Эта шутка, произнесенная на пороге вечности, не могла не пробудить мужества в сердце Дьёдонне, он поднял к Небу глаза и крепко обнял Дюмениля.
— Ну же, мужайся! — продолжал умирающий. — По правде говоря, из нас двоих именно ты выглядишь так, будто собираешься покинуть этот мир. И, пока у меня еще есть силы, позволь мне дать тебе один добрый совет: если можешь, оставайся здесь, хотя я и сомневаюсь, чтобы ты особо развлекался тут без меня.
— О нет! Нет! — вскричал шевалье. — Если случится такое несчастье и я тебя потеряю, я вернусь во Францию!

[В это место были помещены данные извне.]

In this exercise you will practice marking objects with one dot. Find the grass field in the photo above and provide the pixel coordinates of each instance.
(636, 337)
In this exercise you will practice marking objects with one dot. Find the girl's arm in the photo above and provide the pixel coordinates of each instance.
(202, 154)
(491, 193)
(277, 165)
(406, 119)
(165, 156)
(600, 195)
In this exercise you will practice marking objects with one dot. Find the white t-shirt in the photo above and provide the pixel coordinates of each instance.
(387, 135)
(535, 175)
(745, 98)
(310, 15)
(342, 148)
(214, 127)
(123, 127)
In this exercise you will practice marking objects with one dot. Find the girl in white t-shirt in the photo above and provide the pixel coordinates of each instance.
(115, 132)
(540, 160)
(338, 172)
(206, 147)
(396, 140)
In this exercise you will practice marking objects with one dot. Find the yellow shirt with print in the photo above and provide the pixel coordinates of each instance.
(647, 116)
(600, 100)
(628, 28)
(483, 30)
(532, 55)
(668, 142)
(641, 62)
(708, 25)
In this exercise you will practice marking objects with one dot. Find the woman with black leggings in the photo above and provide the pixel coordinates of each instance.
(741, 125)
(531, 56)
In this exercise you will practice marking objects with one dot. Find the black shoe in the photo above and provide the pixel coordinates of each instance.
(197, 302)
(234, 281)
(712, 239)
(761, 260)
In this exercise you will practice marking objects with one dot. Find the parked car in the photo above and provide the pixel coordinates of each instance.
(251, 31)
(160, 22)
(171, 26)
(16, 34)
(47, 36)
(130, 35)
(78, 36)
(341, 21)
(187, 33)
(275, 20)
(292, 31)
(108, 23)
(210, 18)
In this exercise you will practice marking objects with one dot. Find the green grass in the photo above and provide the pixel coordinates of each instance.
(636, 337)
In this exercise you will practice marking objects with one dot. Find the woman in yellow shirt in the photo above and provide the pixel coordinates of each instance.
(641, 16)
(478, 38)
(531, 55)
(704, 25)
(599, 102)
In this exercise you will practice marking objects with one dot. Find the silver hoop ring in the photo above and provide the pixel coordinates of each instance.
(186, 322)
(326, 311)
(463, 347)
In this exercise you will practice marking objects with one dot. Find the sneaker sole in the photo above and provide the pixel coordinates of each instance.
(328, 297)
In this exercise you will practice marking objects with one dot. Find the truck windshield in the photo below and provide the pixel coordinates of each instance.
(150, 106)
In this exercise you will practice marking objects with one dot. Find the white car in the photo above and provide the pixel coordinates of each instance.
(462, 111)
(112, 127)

— Как хочешь, друг мой, в этом случае отвези туда мое тело; это отвлечет тебя в твоей скорби, и тебе будет казаться, что я еще не совсем покинул тебя; я родом из бедного провинциального городка, довольно унылого и довольно скучного, из Шартра; однако в Шартре похоронены мой отец, моя мать и моя сестра, которых я очень любил; у нас там есть фамильный склеп; там еще осталось пустое место, ты положишь туда мое тело и прикажешь замуровать дверь: я последний из нашей семьи. Завершив эту церемонию, удались от всех, веди жизнь старого холостяка; это значит — живи для себя, стань чревоугодником, люби желудком, но не отдавай больше никому свое сердце, даже кролику: его могут насадить тебе на вертел. Ах! Мой бедный Дьёдонне, тебе не по силам любить!
Дюмениль в изнеможении упал на подушку.
Через несколько минут он впал в забытье, сопровождавшееся бредом.
Но и в бреду только одна мысль, казалось, преследовала умирающего: мысль о переселении душ.
Он повторял: «Собака… хорошая собака… черная собака… Дьёдонне!»
И это доказывало, что последней мыслью его слабеющего рассудка было желание не расставаться со своим другом.
В это время вошел молодой врач; он вернулся ради очистки совести и потому, что обещал вернуться.
При первом же взгляде на капитана он понял, что все кончено.
Что касается Дьёдонне, то, услышав тревожное и сиплое дыхание, предсмертный хрип, предвестник последнего вздоха, он упал на колени, захлебываясь в рыданиях, в отчаянии кусая край простыни капитана и понемногу падая в оцепенение, из которого его вывели лишь следующие слова, произнесенные молодым доктором:
— Он умер!
Тогда он выпрямился, издал страшный крик; затем в неописуемом порыве горя бросился на тело капитана и обнял его так крепко и так тесно прижался к нему, что потребовалось применить силу, чтобы оторвать его.